Technische Universiteit Eindhoven

Latest News (June 16, 2009) See the full paper Marc Stevens, Arjen Lenstra and Benne de Weger, "Chosen-prefix Collisions for MD5 and Applications", submitted to the Journal of Cryptology.
(June 2, 2009) We now have a single block chosen-prefix collision.
(December 30, 2008) On December 30, 2008 the newest application of chosen-prefix collisions for MD5 was presented at the 25th Chaos Communication Congress in Berlin: Creating a rogue CA certificate.
(July 2, 2008) On July 2, 2008 Marc received the "TU/e Afstudeerprijs 2008", i.e. the TU/e Best Master Thesis Award for the best final project in one of the TU/e master's programs completed in 2007. Congratulations!
(February 12, 2008) We've had some influence on the German Signaturgesetz. See the Colliding X.509 certificates for different identities website.
(November 30, 2007) We have two new applications of chosen-prefix collisions in proof of concept.
The first one is Predicting the 2008 US presidential elections using a Sony PlayStation 3.
The second one is a pair of colliding executables, indicating a vulnerability in software integrity protection and code signing systems.
(October 10, 2007) Marc was nominated for the Joop Bautz Information Security Award.
(June 25, 2007) Marc got his grade, a 10. Congratulations!
(May 20, 2007) Our paper has been designated a "notable paper" (one of the three) by the EuroCrypt program committee.
(Feb. 27, 2007) Final paper available below.
(Feb. 7, 2007) Our paper has been accepted at EuroCrypt 2007.
Abstract of the paper We present a novel, automated way to find differential paths for MD5.
As an application we have shown how, at an approximate expected cost of 250 calls to the MD5 compression function, for any two chosen message prefixes P and P', suffixes S and S' can be constructed such that the concatenated values P||S and P'||S' collide under MD5.
Although the practical attack potential of this construction of chosen-prefix collisions is limited, it is of greater concern than random collisions for MD5.
To illustrate the practicality of our method, we constructed two MD5 based X.509 certificates with identical signatures but different public keys and different Distinguished Name fields, whereas our previous construction of colliding X.509 certificates required identical name fields.
Further we constructed a multicollision of twelve PDF files, all having the same MD5 hash value, and we constructed a pair of colliding executables. We speculate on other possibilities for abusing chosen-prefix collisions.
The paper The final paper (v2.0 in pdf-format) is a thorough rewriting of the announcement paper (v1.1 in pdf-format).
It has many more details about the method of finding chosen-prefix collisions, but less details about the certificates.
The final paper is published in the EuroCrypt 2007 Proceedings.
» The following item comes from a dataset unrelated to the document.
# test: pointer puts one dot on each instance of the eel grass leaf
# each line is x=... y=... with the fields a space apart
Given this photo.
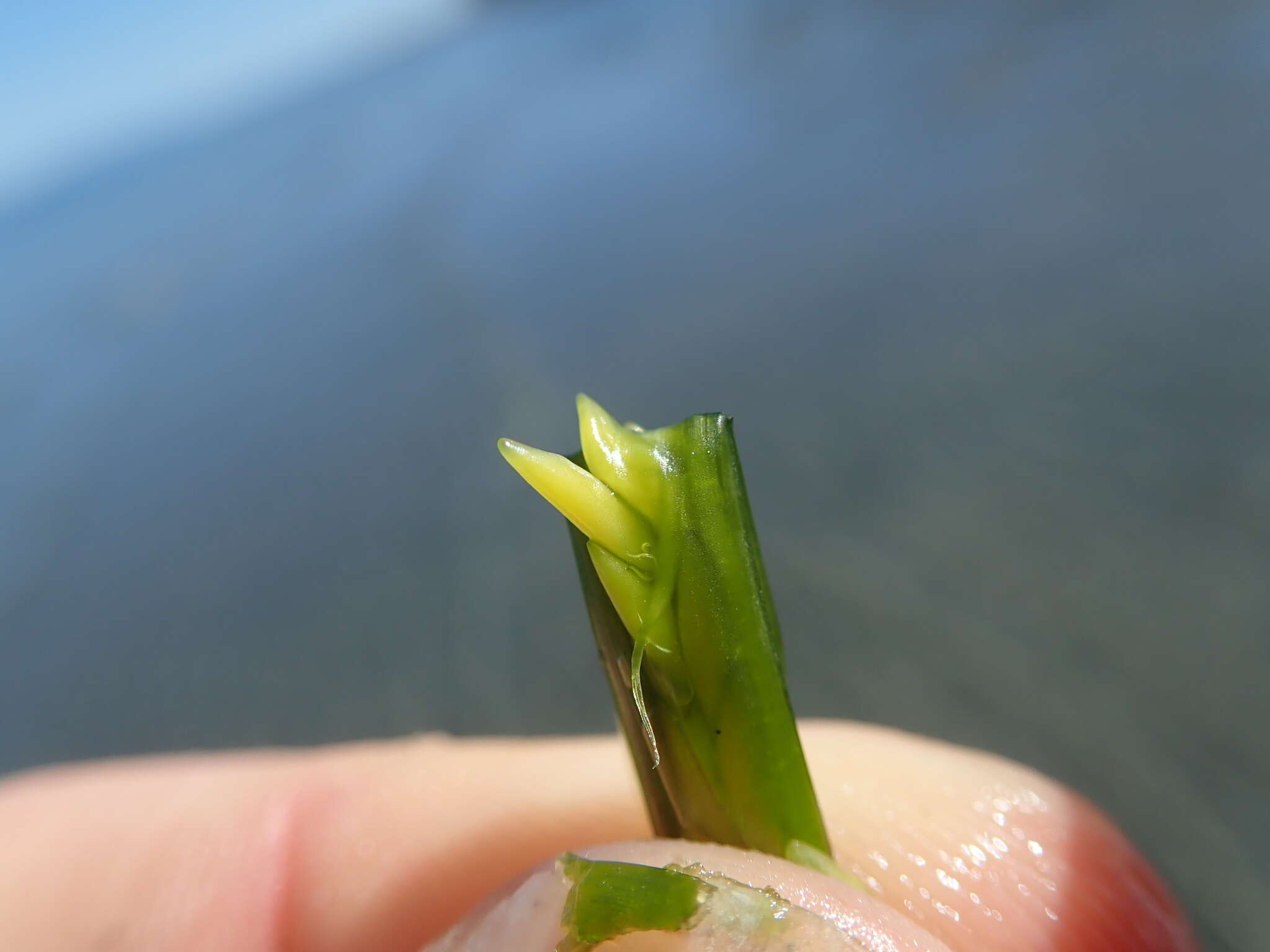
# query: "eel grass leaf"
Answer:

Added November 30, 2007: an updated full paper, with improved methods, improved use of hardware (we now use a Sony PlayStation 3) and our new examples, is in preparation, and will be submitted to the Journal of Cryptology.
Differential Paths As an example, here are the differential paths we have constructed for the colliding certificates.
The collision example The collision example from the colliding certificates, both in binary and in hexadecimal:
   binary files (not human readable): collision1.bin, collision2.bin
   hexadecimal files (human readable): collision1.txt, collision2.txt
   differences in bits (human readable): bitdifference.txt
Verification can be done on a Windows system by e.g. Jem Berkes' md5sums.exe
(on unix, use the md5 command).
Here's a recipe to verify the collision with md5sums.
Visualisations Here are the bitmap images of the IHV differences for the collision used in the colliding certificates, and as shown in the announcement paper.

The image below has 22 lines of 128 pixels each. Each line represents one IHV difference.
Each IHV is seen as a quadruple of unsigned 32-bit integers, and the additive differences of these quadruples are shown in the so called Non-Adjacent Form. Red and blue pixels stand for differences with opposite signs.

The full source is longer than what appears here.